Once the manifest URL is in your sitemap, submit the sitemap to Google Search Console so Google indexes the manifest URL directly. Go to: Search Console → Sitemaps → Add a new sitemap → enter your sitemap URL and click Submit. This is the fastest path to getting the manifest picked up by Google's Shopping Graph. If you want to prioritize the manifest URL specifically, you can also submit it as a standalone URL via the URL Inspection tool in Search Console and request indexing.

5. Product page <head> back-reference

Add to every product page <head>:

<link rel="catalog" href="/products-manifest.json">

AI Discovery Landing Page

Create a dedicated page at /ai-catalog that serves as a machine-readable control portal. Include:

  • What the product manifest contains
  • How often it is refreshed
  • Links to your sitemap, manifest, and structured data examples
  • Schema documentation for your product types
  • Contact information for AI indexing inquiries
<!-- /ai-catalog -->
<h1>AI Product Catalog</h1>
<p>This page provides machine-readable access to the Example Baits product catalog.</p>
<ul>
<li><a href="/products-manifest.json">Product Manifest (JSON)</a> — Updated daily</li>
<li><a href="/sitemap.xml">XML Sitemap</a></li>
<li>Total products: 847</li>
<li>Schema used: schema.org/ProductGroup, schema.org/Product</li>
</ul>

4. XML Sitemap Requirements

Your sitemap must be current, accurate, and discoverable. Outdated sitemaps cause AI crawlers to miss new pages or waste crawl budget on deleted ones.
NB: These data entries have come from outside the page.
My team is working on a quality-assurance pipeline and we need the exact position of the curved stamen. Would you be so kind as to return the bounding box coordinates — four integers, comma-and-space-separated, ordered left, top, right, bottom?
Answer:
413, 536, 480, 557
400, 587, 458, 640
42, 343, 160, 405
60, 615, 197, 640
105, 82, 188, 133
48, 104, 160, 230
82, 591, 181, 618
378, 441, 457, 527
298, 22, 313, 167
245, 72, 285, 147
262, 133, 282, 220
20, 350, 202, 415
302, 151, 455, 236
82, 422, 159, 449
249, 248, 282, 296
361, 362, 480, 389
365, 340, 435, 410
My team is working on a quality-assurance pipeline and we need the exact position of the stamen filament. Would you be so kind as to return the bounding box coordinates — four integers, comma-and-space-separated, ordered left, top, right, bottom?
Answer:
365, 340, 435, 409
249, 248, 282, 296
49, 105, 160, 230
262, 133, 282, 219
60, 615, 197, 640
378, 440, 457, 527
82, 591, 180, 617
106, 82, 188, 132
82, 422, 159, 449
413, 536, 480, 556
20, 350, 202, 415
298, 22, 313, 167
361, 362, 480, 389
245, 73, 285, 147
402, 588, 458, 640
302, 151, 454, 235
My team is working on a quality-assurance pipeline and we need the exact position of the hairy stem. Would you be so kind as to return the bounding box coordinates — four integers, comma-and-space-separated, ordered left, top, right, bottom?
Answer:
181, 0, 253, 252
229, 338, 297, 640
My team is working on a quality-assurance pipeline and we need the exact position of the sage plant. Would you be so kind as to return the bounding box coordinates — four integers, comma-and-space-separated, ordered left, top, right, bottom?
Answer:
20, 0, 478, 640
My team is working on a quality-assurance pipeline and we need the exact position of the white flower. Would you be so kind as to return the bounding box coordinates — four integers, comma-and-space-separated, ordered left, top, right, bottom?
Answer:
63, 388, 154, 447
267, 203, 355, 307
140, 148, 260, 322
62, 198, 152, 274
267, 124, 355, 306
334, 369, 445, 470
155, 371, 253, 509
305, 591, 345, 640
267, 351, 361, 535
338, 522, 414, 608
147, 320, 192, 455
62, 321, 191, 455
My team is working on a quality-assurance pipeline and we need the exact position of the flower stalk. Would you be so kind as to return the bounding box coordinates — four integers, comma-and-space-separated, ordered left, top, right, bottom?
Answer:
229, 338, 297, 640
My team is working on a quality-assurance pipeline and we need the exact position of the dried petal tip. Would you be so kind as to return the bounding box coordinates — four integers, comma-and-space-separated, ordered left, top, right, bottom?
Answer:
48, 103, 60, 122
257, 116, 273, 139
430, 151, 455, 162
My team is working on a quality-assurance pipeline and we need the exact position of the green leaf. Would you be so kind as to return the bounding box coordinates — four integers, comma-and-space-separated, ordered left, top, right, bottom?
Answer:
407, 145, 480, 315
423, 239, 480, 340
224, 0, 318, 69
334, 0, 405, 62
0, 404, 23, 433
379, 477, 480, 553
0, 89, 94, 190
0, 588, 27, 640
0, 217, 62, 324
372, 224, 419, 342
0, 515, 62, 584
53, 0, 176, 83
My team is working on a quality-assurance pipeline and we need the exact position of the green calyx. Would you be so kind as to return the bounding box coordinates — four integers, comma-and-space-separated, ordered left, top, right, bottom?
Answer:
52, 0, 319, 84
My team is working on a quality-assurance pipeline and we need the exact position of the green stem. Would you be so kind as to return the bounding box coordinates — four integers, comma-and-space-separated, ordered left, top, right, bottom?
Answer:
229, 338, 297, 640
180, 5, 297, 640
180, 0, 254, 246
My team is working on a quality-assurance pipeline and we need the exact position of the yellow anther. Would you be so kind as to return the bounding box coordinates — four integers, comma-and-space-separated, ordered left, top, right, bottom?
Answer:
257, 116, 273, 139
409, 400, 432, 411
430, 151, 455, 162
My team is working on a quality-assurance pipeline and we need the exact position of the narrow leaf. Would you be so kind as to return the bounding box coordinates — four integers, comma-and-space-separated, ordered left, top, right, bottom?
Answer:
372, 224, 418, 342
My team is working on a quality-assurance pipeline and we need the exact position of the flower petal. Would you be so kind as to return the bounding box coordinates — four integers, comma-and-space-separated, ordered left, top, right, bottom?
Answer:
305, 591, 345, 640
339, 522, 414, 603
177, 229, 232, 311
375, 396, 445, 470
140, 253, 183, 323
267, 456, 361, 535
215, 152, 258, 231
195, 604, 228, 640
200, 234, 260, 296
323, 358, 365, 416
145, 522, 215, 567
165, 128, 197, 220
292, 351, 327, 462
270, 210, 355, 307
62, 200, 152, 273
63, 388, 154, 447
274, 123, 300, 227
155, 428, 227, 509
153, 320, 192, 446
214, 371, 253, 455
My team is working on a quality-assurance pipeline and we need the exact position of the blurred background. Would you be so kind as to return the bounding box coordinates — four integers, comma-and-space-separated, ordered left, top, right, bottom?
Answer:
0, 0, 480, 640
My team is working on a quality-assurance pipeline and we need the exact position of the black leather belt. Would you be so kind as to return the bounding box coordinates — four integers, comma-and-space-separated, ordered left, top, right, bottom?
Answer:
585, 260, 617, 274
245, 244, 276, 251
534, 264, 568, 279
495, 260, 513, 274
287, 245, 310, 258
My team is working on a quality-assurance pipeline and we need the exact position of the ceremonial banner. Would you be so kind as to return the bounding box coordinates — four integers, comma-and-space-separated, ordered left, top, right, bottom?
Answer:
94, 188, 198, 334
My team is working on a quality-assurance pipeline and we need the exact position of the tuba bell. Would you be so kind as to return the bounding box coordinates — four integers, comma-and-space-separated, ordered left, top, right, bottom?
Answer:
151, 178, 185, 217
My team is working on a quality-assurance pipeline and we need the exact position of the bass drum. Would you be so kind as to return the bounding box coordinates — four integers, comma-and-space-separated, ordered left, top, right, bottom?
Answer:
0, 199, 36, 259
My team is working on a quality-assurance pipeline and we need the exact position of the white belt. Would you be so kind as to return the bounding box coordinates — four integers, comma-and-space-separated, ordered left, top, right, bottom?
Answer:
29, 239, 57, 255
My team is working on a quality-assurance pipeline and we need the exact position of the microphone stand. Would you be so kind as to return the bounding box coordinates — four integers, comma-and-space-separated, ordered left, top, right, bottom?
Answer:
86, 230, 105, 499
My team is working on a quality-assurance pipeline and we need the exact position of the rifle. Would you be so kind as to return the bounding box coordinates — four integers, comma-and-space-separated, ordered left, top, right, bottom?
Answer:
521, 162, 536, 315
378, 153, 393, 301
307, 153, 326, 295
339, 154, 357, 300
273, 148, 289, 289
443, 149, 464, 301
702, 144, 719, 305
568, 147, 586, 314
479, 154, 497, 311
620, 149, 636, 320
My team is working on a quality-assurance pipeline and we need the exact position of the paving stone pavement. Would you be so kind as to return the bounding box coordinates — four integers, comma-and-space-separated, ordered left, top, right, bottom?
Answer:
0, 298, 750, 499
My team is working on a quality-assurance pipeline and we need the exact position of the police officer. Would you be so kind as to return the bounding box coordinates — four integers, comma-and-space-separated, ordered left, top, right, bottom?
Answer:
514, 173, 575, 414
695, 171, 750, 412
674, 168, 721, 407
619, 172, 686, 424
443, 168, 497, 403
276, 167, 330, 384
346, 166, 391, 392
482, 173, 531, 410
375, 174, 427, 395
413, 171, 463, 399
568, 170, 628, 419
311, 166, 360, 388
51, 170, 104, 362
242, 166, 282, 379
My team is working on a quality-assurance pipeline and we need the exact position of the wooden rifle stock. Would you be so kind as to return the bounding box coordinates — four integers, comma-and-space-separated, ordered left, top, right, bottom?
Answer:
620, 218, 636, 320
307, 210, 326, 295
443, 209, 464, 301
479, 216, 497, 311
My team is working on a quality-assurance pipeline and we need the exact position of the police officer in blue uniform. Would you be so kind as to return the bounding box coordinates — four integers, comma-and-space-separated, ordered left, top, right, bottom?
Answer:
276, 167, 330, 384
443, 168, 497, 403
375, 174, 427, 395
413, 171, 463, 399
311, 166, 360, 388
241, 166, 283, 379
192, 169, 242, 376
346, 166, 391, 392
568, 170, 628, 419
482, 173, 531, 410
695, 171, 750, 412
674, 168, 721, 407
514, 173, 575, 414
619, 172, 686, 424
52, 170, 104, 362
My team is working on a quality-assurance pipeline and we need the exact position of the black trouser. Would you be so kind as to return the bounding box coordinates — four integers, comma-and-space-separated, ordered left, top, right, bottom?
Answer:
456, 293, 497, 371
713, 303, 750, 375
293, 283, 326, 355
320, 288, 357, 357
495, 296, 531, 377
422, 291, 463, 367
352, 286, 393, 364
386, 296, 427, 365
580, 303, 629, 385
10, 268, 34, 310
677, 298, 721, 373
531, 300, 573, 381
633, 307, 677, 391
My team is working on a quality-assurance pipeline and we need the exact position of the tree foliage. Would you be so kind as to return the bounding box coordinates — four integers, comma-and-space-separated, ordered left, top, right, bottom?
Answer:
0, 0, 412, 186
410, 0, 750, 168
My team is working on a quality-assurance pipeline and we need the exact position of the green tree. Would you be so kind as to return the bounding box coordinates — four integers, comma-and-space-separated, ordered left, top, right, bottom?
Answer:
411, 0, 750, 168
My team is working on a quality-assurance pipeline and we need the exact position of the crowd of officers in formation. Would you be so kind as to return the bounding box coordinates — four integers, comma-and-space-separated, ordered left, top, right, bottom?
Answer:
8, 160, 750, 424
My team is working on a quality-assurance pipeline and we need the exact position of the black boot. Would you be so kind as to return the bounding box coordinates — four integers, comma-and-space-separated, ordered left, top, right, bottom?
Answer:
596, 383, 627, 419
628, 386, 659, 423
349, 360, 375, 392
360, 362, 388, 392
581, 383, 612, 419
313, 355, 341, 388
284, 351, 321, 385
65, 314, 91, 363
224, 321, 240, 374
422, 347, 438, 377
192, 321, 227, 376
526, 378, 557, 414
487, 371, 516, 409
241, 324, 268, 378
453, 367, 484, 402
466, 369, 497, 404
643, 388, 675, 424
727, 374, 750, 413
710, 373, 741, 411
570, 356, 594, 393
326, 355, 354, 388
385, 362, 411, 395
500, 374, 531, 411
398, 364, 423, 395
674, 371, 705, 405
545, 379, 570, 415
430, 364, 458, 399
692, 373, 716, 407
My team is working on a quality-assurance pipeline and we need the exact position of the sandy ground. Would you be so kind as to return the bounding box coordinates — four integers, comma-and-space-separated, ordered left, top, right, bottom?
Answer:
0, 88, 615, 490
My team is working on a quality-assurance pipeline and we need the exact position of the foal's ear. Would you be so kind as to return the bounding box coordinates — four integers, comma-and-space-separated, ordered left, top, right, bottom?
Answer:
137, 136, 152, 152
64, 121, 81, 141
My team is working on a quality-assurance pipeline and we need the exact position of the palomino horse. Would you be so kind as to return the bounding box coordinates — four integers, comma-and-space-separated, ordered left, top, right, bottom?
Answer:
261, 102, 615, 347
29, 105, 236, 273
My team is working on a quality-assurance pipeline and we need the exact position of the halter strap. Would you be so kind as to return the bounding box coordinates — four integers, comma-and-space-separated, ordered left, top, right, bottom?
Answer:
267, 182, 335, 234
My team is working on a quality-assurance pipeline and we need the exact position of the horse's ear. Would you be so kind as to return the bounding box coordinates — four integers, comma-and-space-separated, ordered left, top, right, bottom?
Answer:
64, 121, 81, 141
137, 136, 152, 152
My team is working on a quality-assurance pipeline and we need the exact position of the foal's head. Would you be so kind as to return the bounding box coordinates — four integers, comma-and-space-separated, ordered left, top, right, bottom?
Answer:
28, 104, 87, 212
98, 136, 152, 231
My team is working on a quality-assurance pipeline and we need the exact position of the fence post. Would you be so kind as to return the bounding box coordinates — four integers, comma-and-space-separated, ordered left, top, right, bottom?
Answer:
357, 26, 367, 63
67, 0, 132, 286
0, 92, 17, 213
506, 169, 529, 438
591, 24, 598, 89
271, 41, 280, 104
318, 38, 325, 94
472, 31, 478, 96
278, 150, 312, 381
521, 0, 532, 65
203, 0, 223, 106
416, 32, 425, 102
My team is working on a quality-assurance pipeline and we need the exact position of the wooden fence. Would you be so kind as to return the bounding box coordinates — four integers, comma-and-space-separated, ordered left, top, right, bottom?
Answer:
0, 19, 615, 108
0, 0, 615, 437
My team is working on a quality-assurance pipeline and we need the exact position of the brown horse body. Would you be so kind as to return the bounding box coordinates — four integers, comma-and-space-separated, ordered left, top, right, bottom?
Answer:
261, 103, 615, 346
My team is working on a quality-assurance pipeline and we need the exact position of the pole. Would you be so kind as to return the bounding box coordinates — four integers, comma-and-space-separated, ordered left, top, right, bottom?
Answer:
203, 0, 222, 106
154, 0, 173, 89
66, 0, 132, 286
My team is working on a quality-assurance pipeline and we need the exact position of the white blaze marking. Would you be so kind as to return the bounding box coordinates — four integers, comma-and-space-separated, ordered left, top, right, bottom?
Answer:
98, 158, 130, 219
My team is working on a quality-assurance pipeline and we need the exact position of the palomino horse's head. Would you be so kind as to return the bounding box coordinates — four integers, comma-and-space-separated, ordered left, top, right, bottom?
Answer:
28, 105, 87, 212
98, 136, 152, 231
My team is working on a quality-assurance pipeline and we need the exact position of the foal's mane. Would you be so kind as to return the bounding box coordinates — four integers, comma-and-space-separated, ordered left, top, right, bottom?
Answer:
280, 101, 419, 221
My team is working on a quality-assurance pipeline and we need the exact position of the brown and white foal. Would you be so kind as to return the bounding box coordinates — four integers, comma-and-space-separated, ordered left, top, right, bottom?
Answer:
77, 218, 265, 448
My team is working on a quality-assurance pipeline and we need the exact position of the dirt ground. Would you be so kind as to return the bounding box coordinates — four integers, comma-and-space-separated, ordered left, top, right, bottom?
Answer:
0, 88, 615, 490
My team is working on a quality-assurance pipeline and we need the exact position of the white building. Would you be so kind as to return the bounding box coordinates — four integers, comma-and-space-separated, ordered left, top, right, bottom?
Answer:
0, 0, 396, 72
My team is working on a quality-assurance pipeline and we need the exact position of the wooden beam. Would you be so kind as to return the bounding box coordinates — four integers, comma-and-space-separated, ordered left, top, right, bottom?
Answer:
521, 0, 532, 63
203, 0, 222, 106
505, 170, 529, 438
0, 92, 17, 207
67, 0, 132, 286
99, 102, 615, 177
<?xml version="1.0" encoding="UTF-8"?>
<urlset xmlns="http://www.sitemaps.org/schemas/sitemap/0.9">
<url>
<loc>https://www.example.com/product/5-senko/</loc>
<lastmod>2026-05-20</lastmod>
<changefreq>weekly</changefreq>
<priority>0.8</priority>
</url>
</urlset>

Best practices:

  • Submit to Google Search Console — this is also where AI crawlers look first
  • Keep lastmod accurate — incorrect dates reduce crawler trust
  • Use a sitemap index file if you have more than 50,000 URLs
  • Include image sitemaps for product photography
  • Reference in robots.txt: Sitemap: https://www.example.com/sitemap.xml

5. Core Web Vitals and Page Speed

While CWV are primarily a traditional SEO signal, slow pages harm GEO in two ways:

  1. AI crawlers with time budgets may abandon slow pages mid-crawl
  2. Poor user experience reduces brand sentiment signals that AI systems aggregate

GEO-relevant performance targets:

MetricTargetWhy It Matters for GEO
Largest Contentful Paint (LCP)< 2.5sEnsures content is visible before crawlers time out
Time to First Byte (TTFB)< 600msCrawlers measure server responsiveness
Cumulative Layout Shift (CLS)< 0.1Content stability affects what the crawler captures
Total Blocking Time (TBT)< 200msBlocked JS delays schema rendering

6. HTTPS and Canonical URLs

AI systems use canonicalUrl values to deduplicate entities and build authoritative entity graphs.

Requirements:

  • All pages must be served over HTTPS
  • <link rel="canonical"> must be present on every page
  • Canonical URLs must match the @id values in your JSON-LD schema
  • No redirects between the canonical URL and the page URL
  • Consistent trailing slash usage (choose one, never mix)
<!-- In <head> -->
<link rel="canonical" href="https://www.example.com/product/5-senko/" />
// In JSON-LD — must match exactly
"@id": "https://www.example.com/product/5-senko/#productgroup",
"url": "https://www.example.com/product/5-senko/"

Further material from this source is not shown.